3krq: Difference between revisions

Publication Abstract from PubMed

The mode of binding of aromatic ligands in the substrate binding site on the distal heme side in heme peroxidases is well understood. However, the mode of diffusion through the extended hydrophobic channel and the regulatory role of the channel are not yet clear. To provide answers to these questions, the crystal structure of the complex of lactoperoxidase and 3-amino-1,2,4-triazole (amitrole) has been determined, which revealed the presence of two ligand molecules, one in the substrate binding site and the second in the hydrophobic channel. The binding of ligand in the channel induced a remarkable conformational change in the side chain of Phe254, which flips from its original distant position to interact with the trapped ligand in the hydrophobic channel. As a result, the channel is completely blocked so that no ligand can diffuse through it to the substrate binding site. Another amitrole molecule is bound to lactoperoxidase in the substrate binding site by replacing three water molecules, including the crucial iron-bound water molecule, W1. In this arrangement, the amino nitrogen atom of amitrole occupies the position of W1 and interacts directly with ferric iron. As a consequence, it prevents the binding of H(2)O(2) to heme iron. Thus, the interactions of amitrole with lactoperoxidase obstruct both the passage of ligands through the hydrophobic channel as well as the binding of H(2)O(2). This explains the amitrole toxicity. From binding studies, the dissociation constant (K (d)) for amitrole with lactoperoxidase was found to be approximately 5.5 x 10(-7) M, indicating high affinity.

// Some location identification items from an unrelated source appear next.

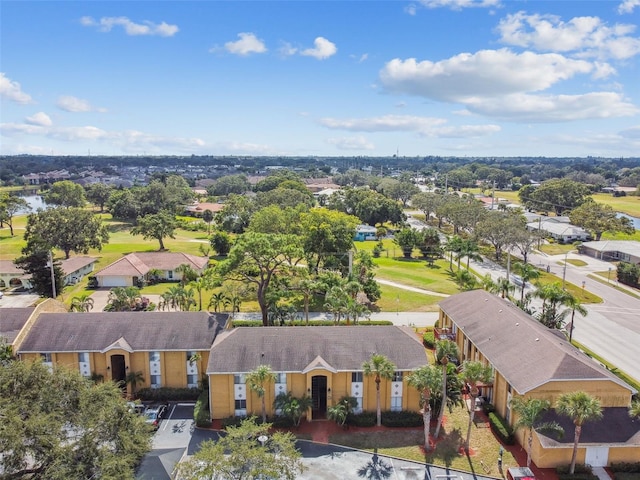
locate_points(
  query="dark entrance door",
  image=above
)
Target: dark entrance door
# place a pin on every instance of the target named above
(118, 371)
(319, 397)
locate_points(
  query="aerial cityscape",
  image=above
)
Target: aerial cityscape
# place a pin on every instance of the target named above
(320, 240)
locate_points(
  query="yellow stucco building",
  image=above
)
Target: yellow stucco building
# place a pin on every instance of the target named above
(168, 349)
(530, 360)
(324, 363)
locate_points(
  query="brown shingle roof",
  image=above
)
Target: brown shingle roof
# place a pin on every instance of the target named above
(142, 331)
(139, 263)
(293, 349)
(524, 351)
(12, 320)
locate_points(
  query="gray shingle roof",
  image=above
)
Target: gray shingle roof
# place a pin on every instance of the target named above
(292, 349)
(12, 320)
(524, 351)
(142, 331)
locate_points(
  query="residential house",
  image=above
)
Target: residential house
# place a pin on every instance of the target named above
(136, 268)
(613, 250)
(324, 363)
(73, 269)
(169, 349)
(532, 361)
(559, 230)
(365, 232)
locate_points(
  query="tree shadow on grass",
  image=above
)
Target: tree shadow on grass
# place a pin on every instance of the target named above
(447, 448)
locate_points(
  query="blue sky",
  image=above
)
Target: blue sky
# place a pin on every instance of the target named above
(336, 78)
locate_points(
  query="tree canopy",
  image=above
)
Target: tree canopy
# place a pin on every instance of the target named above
(69, 229)
(58, 425)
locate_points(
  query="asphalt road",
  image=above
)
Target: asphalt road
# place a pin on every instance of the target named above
(177, 438)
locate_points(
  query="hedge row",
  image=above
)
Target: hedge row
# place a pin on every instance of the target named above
(312, 323)
(501, 428)
(626, 467)
(168, 394)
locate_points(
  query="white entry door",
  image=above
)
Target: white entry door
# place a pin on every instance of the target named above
(597, 456)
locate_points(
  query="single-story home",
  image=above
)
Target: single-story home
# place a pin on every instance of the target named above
(324, 363)
(365, 232)
(560, 231)
(532, 361)
(136, 268)
(612, 250)
(169, 349)
(74, 269)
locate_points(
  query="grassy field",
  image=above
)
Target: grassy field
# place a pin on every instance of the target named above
(406, 443)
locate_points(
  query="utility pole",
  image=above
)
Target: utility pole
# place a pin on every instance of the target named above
(53, 275)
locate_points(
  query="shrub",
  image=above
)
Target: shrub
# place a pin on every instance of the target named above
(364, 419)
(627, 467)
(168, 394)
(231, 421)
(404, 418)
(201, 411)
(488, 408)
(501, 428)
(429, 340)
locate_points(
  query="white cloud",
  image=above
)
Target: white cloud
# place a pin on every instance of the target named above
(351, 143)
(12, 91)
(554, 108)
(632, 132)
(127, 140)
(583, 36)
(246, 45)
(74, 104)
(322, 49)
(105, 24)
(627, 6)
(460, 4)
(492, 73)
(425, 126)
(40, 118)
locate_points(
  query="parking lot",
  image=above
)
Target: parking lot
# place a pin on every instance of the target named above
(178, 437)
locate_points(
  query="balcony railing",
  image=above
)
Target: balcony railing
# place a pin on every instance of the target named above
(444, 334)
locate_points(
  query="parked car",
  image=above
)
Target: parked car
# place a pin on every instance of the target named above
(155, 413)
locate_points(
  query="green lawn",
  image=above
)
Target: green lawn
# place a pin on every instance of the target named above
(406, 443)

First structural evidence for the mode of diffusion of aromatic ligands and ligand-induced closure of the hydrophobic channel in heme peroxidases.,Singh AK, Singh N, Tiwari A, Sinha M, Kushwaha GS, Kaur P, Srinivasan A, Sharma S, Singh TP J Biol Inorg Chem. 2010 May 12. PMID:20461536^[1]

From MEDLINE®/PubMed®, a database of the U.S. National Library of Medicine.